Open serhiy-storchaka opened this issue 2 years ago • 36 comments

Since 3.10 asyncio.get_event_loop() emits a deprecation warning if used outside of the event loop (see #83710). It is a time to turn a warning into error and make asyncio.get_event_loop() an alias of asyncio.get_running_loop().

But maybe we should first deprecate set_event_loop()? It will be a no-op now.

serhiy-storchaka avatar Jun 03 '22 07:06 serhiy-storchaka

I wonder a bit how much existing code will be broken by this change in Python 3.12?

If the deprecation warning in Python 3.10-11 remains unnoticed (like for me, until I ran Python with the -Werror flag), any existing code calling aysncio.get_event_loop() outside a running event loop will break.

A simple workaround that worked in my case is to call asyncio.get_event_loop_policy().get_event_loop() instead. This will return the loop already attached to the current thread, or create a new one if not existing yet. (This seems better than just calling asyncio.new_event_loop() because that creates an extra loop next to already existing loops.)

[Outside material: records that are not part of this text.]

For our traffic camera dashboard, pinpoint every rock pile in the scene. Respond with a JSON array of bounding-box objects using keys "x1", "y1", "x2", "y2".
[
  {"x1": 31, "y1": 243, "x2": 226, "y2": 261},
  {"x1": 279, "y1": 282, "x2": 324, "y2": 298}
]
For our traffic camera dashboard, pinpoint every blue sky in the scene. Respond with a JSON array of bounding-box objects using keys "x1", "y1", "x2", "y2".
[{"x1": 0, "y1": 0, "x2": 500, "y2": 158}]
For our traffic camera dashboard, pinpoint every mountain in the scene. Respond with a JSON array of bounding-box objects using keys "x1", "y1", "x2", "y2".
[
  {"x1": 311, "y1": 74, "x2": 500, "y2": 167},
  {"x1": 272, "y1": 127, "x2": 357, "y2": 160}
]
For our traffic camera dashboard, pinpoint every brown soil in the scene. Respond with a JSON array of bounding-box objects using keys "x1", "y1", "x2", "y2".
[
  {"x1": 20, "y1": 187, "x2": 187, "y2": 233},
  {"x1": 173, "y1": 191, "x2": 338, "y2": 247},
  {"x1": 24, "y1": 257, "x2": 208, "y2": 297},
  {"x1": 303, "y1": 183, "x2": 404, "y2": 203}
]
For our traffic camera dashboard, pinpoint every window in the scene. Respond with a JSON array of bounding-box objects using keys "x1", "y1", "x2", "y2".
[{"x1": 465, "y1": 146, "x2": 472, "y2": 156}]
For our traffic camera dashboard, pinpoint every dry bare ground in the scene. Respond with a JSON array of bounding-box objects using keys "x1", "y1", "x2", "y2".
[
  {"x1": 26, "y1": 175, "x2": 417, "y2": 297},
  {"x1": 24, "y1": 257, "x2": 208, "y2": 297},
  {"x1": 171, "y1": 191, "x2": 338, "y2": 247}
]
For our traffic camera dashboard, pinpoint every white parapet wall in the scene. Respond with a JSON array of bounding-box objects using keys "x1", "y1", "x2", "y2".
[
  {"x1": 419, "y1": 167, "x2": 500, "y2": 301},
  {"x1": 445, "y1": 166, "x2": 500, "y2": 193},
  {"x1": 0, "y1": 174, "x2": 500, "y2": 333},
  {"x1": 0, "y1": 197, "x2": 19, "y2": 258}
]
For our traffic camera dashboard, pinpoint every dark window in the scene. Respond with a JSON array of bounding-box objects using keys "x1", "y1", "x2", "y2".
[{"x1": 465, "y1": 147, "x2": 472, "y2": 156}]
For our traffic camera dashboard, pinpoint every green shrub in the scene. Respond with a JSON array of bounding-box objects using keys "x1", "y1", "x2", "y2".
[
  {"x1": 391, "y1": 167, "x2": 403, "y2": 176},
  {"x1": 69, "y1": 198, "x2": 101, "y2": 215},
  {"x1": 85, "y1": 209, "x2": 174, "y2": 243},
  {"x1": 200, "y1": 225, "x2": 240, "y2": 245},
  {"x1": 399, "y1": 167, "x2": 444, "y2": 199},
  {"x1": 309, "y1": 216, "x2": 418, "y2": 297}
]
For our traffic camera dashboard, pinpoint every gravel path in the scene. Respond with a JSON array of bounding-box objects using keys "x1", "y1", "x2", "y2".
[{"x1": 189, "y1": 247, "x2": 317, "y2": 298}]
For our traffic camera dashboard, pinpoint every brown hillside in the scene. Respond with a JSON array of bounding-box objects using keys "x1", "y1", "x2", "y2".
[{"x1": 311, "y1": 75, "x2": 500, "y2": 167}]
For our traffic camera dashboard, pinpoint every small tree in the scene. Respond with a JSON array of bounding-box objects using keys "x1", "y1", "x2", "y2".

Will this workaround of using asyncio.get_event_loop_policy().get_event_loop() remain available in Python 3.12+?

lschoe avatar Jun 04 '22 13:06 lschoe

I'm interesting in knowing the answer to @lschoe's question too.

A user of one of my libraries reported this deprecation warning. Is using asyncio.get_event_loop_policy().get_event_loop() a valid workaround?

dantownsend avatar Jun 08 '22 20:06 dantownsend

Ask @asvetlov. I do not know plans about asyncio.get_event_loop_policy().get_event_loop(). It may be deprecated too: you either use the existing running loop, or explicitly create a new one.

asyncio.get_event_loop() was initially proposed to remove, but since it is use so much in the code that predates asyncio.get_running_loop(), it was decided to make it just an alias of asyncio.get_running_loop().

serhiy-storchaka avatar Jun 09 '22 06:06 serhiy-storchaka

Thanks @serhiy-storchaka

dantownsend avatar Jun 09 '22 06:06 dantownsend

Thanks as well. It's good to have something next to asyncio.get_running_loop() because that can be only be called from a running loop;) For lower-level usage of asyncio's event loops, accessing a loop even when it's not running seems still very useful to me. (For higher-level usage stricter, disciplined calls using asyncio.run() etc., not handling e.g. any bare asyncio.Futures is indeed advised.)

For example, I want to call loop.set_exception_handler(handler) to set my own exception handler for the event loop. To do this once and for all, it's convenient to do this before the loop is running. Not sure what the intended way to do this would be, if one can only access the loop after it started running?

lschoe avatar Jun 13 '22 16:06 lschoe

@lschoe I think the intended pattern is

def loop_factory():
    loop = asyncio.new_event_loop()
    loop.set_exception_handler(...)

with asyncio.Runner(loop_factory=loop_factory) as runner:
    runner.run(amain())

or:

with asyncio.Runner() as runner:
    runner.get_loop().set_exception_handler(...)
    runner.run(amain())

But calling asyncio.get_running_loop().set_exception_handler(...) as the first thing in your async def amain(): seems to be the best choice

graingert avatar Jun 16 '22 08:06 graingert

Thanks, these are interesting options, indeed for Python 3.11+ which will have this new Runner class.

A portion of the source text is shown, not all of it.